Mit Drittmitteln in Höhe von gut 777 Mill. Euro bzw. einem Anteil von rund 89 Prozent an den Drittmitteln insgesamt warben die neun Universitäten des Landes wie in den Jahren zuvor mit Abstand am meisten Drittmittel ein. Auf die übrigen staatlichen Hochschulen entfielen Drittmittel in Höhe von 84 Mill. Euro (9,6 Prozent) und auf die privaten, kirchlichen und sonstigen Hochschulen in Höhe von lediglich rund 9 Mill. Euro (1 Prozent).

Der wichtigste Drittmittelgeber bleibt auch im Jahr 2013 mit ausbezahlten Drittmitteln in Höhe von rund 318 Mill. Euro bzw. einem Anteil von 37 Prozent an den Drittmitteln insgesamt die Deutsche Forschungsgemeinschaft (DFG). Gegenüber dem Vorjahr ergibt sich ein Plus in Höhe von 12 Mill. Euro (+4,1 Prozent).
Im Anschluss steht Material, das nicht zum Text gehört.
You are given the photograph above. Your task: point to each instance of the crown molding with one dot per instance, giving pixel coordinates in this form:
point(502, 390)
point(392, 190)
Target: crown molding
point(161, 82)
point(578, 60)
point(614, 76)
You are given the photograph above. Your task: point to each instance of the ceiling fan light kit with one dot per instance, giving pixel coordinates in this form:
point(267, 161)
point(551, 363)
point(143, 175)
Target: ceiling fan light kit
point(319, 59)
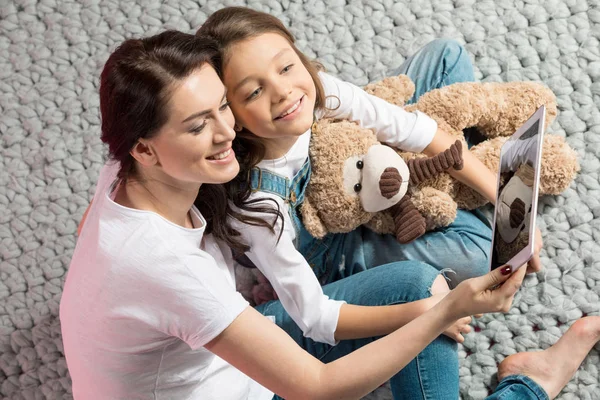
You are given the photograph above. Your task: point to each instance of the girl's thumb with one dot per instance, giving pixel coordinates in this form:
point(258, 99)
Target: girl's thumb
point(497, 277)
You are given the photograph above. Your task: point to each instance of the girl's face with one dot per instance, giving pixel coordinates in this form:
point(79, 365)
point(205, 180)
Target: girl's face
point(270, 90)
point(194, 146)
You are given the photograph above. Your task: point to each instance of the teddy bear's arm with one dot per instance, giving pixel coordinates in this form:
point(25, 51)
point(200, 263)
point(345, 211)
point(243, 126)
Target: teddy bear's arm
point(425, 168)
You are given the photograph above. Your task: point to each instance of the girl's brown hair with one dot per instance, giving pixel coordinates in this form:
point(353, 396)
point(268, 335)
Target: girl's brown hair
point(228, 27)
point(135, 87)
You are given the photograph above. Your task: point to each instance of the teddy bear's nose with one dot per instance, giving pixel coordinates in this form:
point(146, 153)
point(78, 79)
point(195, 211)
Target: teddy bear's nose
point(389, 182)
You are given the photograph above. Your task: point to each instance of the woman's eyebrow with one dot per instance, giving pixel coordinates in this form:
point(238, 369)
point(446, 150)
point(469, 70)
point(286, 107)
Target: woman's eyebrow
point(205, 112)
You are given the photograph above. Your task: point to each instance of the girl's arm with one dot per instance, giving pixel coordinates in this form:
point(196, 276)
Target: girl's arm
point(260, 349)
point(409, 131)
point(320, 318)
point(474, 173)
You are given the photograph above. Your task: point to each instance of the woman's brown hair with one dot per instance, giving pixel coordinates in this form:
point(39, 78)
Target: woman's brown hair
point(135, 87)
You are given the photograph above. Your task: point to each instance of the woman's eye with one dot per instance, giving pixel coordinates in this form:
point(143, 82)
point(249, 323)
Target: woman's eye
point(254, 94)
point(198, 129)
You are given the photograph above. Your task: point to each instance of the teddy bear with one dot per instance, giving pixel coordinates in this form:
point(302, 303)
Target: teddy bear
point(494, 110)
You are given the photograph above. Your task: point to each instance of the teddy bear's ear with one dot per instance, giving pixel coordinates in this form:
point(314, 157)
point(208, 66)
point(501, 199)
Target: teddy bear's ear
point(311, 220)
point(395, 89)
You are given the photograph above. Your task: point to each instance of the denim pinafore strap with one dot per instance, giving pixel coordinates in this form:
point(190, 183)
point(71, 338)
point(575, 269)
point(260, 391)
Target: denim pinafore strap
point(314, 250)
point(291, 191)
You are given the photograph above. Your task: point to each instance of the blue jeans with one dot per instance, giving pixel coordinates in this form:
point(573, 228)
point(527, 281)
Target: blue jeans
point(518, 387)
point(337, 258)
point(461, 250)
point(433, 374)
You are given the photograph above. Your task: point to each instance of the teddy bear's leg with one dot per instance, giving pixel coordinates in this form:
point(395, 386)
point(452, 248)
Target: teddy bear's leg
point(409, 222)
point(395, 89)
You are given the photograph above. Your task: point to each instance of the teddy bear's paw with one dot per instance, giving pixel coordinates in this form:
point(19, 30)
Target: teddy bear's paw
point(559, 165)
point(513, 104)
point(395, 89)
point(438, 208)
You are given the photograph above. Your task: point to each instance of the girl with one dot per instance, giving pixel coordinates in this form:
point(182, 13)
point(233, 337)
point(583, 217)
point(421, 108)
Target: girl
point(149, 309)
point(275, 92)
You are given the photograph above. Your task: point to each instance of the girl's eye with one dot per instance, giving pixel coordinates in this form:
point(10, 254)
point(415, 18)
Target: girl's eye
point(198, 129)
point(254, 94)
point(225, 106)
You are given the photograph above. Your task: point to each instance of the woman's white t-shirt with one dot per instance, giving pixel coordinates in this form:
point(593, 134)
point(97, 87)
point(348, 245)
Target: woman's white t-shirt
point(141, 299)
point(286, 269)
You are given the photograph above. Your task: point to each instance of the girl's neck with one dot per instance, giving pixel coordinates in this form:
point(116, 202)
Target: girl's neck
point(160, 196)
point(278, 147)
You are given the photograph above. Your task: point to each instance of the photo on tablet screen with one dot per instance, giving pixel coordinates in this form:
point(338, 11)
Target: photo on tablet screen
point(516, 203)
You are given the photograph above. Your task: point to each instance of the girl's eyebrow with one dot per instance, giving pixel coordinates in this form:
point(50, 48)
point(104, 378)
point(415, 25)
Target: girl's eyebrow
point(203, 113)
point(250, 77)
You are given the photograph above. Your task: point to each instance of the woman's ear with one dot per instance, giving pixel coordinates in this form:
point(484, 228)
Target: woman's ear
point(144, 153)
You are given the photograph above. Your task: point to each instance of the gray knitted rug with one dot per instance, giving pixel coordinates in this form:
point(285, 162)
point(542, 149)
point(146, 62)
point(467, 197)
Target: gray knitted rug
point(51, 54)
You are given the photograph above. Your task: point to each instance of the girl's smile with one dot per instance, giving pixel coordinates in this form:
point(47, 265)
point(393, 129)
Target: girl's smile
point(292, 111)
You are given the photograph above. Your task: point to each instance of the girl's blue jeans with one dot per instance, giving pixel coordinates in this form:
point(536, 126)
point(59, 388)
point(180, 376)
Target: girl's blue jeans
point(462, 247)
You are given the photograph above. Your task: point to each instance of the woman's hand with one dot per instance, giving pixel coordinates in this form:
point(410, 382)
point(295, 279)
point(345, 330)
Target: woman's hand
point(493, 292)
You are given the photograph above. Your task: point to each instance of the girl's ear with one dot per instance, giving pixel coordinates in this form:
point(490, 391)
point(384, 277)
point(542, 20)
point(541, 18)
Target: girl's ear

Vom Bund als zweitwichtigsten Drittmittelgeber flossen im Jahr 2013 mit insgesamt 238 Mill. Euro knapp 10 Mill. Euro mehr an die Hochschulen im Land als im Vorjahr (+4,4 Prozent). Damit vergab der Bund 2013 gut 27 Prozent der Drittmittel insgesamt. Während die Drittmittel von der gewerblichen Wirtschaft bei rund 119 Mill. Euro stagnierten, erhöhten sich die Drittmittel von der Europäischen Union im Vergleich zum Vorjahr drastisch um fast 28 Mill. Euro auf insgesamt 94 Mill. Euro (+42 Prozent).